Vais ver, um dia vamos falar de ti assim. Um dia passaremos de carro com os nossos filhos já crescidos e, num instante, olharemos para o teu lugar vazio, e lembrar-nos-emos das noites em que passávamos na avenida Fontes Pereira de Melo. E tu sorrias. E nós sorríamos. E dizias-nos adeus. E nós diziamos-te adeus. E levávamos esse sorriso para as ruas do Bairro Alto. Entrávamos em bares, falávamos de nós, bebíamos qualquer coisa em copos de plástico e, mesmo quando não pensávamos em ti, mesmo quando nos esquecíamos de que naquele momento ainda estavas na avenida Fontes Pereira de Melo, continuávamos com o sorriso que tinhas acendido no nosso rosto no instante em que nos acenaste. E havemos de dizer aos nossos filhos, sentados no banco de trás, que ficavas ali mesmo nas noites em que chovia. Com uma mão, seguravas o guarda-chuva. Com a outra mão, acenavas-nos, dizias-nos adeus. Os nossos filhos não irão entender. Da mesma maneira, nós não iremos entender aquilo que eles nos disserem. Os nossos filhos irão perguntar-nos se tu eras maluco e nós iremos dizer que não e continuaremos a falar-lhes de ti, como se falássemos apenas para nós próprios. As nossas palavras encherão o ar desse carro futuro onde estaremos sentados a conduzir. As nossas palavras serão reflectidas para o banco de trás pelo espelho retrovisor e os nossos filhos pensarão que falamos de coisas sem sentido. Nós continuaremos a falar porque essa será a nossa maneira de lembrarmo-nos de todos os detalhes. Nós continuaremos a falar, mas as palavras não conseguirão mostrar aos nossos filhos a falta que sentiremos de haver alguém na avenida Fontes Pereira de Melo, no passeio do lado direito, para quem desce em direcção ao Marquês de Pombal, a acenar-nos, a dizer-nos adeus.

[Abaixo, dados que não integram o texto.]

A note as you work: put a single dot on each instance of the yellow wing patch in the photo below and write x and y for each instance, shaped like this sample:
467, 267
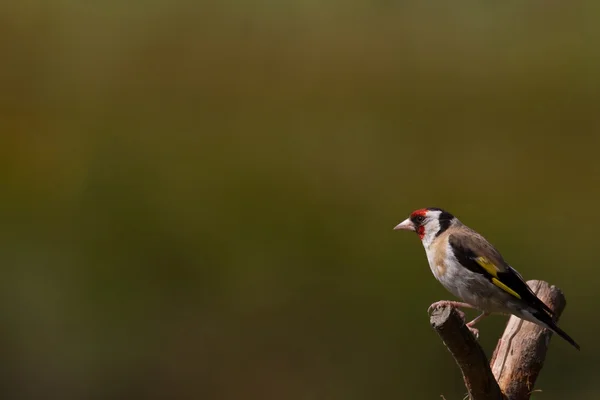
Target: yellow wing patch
491, 268
502, 286
487, 265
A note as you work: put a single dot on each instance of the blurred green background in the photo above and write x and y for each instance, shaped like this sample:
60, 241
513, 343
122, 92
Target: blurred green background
198, 198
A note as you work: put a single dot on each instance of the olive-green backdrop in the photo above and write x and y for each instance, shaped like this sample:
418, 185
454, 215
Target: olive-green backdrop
197, 198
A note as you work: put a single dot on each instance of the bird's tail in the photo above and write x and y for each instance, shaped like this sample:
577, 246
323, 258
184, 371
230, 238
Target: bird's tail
549, 323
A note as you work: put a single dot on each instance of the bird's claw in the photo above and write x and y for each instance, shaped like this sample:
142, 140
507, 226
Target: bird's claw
445, 303
474, 331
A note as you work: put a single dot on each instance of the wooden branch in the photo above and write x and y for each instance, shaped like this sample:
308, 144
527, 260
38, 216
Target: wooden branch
520, 353
467, 352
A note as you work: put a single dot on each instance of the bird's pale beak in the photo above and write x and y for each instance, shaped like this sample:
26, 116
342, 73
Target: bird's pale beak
405, 225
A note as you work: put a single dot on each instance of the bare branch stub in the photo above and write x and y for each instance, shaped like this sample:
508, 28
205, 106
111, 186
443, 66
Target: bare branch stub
468, 354
520, 353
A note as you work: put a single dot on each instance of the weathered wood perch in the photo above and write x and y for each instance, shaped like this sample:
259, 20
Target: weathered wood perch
519, 355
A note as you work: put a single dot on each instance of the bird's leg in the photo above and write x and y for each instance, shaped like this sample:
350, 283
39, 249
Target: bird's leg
470, 325
445, 303
455, 304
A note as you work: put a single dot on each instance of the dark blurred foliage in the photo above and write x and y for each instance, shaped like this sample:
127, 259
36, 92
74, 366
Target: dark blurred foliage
198, 198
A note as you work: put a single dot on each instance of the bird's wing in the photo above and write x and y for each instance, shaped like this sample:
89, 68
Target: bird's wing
475, 253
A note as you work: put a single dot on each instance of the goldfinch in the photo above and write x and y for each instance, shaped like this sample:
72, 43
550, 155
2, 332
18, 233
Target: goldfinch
470, 268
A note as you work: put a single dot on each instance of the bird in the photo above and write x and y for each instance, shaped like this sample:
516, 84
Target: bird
471, 268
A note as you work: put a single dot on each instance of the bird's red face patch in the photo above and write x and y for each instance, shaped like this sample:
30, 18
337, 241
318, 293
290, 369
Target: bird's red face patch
417, 218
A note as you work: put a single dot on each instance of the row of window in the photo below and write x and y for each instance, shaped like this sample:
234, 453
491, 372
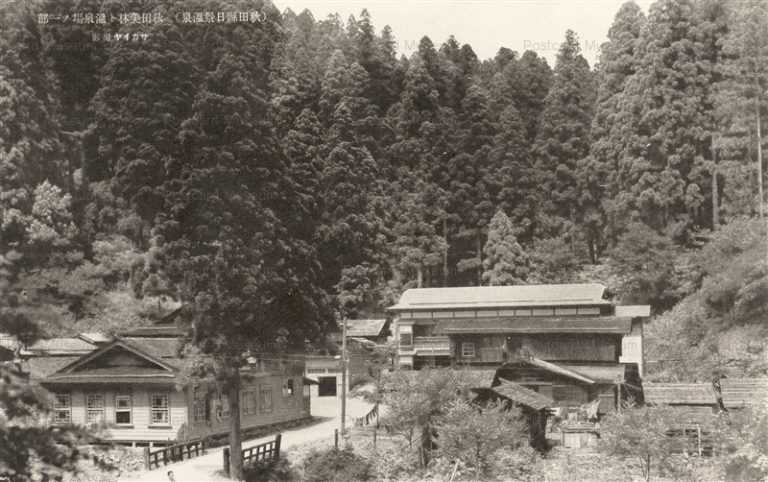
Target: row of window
95, 408
159, 408
467, 347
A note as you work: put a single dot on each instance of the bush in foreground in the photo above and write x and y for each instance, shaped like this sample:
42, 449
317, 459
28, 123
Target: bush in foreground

Mas os nossos filhos desinteressar-se-ão por ti. O seu olhar ficará parado no espelho retrovisor a reflectir os nossos olhos. Incrédula, a sua voz quererá saber aquilo que fazíamos quando éramos novos. Os nossos filhos não conseguirão acreditar que éramos novos. Quererão saber aquilo que fazíamos. Haverá uma pausa antes de respondermos que entrávamos em bares, falávamos de nós e bebíamos qualquer coisa em copos de plástico. Isso será aquilo que poderemos dizer aos nossos filhos e isso é exactamente aquilo que podemos escrever na página de um jornal. A nossa memória ficará cheia de coisas que não são nem entrar num bar, nem falar de nós próprios, nem beber qualquer coisa em copos de plástico, e ficaremos em silêncio durante um instante. Nesse dia, quereremos acreditar que os nossos filhos não fazem nenhuma dessas coisas em que pensaremos e, durante esse instante de silêncio, conseguiremos convencer-nos a nós próprios que não, os nossos filhos, que vimos nascer, que nos fizeram sorrir com sílabas atrapalhadas, papá, pópó, que vimos na primeira manhã em que foram para a escola, os nossos filhos, quando nos pedem para sair, entram em bares, falam deles próprios e bebem qualquer coisa em copos de plástico. Coca-cola. Sumo de laranja. Nesse dia, estaremos habituados a ser pais e as nossas palavras serão palavras de pais, os nossos gestos serão gestos de pais, o nosso cheiro, entranhado nas roupas, na casa, no carro, será o cheiro de pais. Nesse dia, estaremos habituados a ouvir mal, ao tempo que demorarmos a subir as escadas, à nossa vida e àquilo em que nos tornámos. Tu serás essa memória repentina de um tempo em que passávamos pela avenida Fontes Pereira de Melo e serás aquilo que era estar ali, passar por ti de carro e acenar-te.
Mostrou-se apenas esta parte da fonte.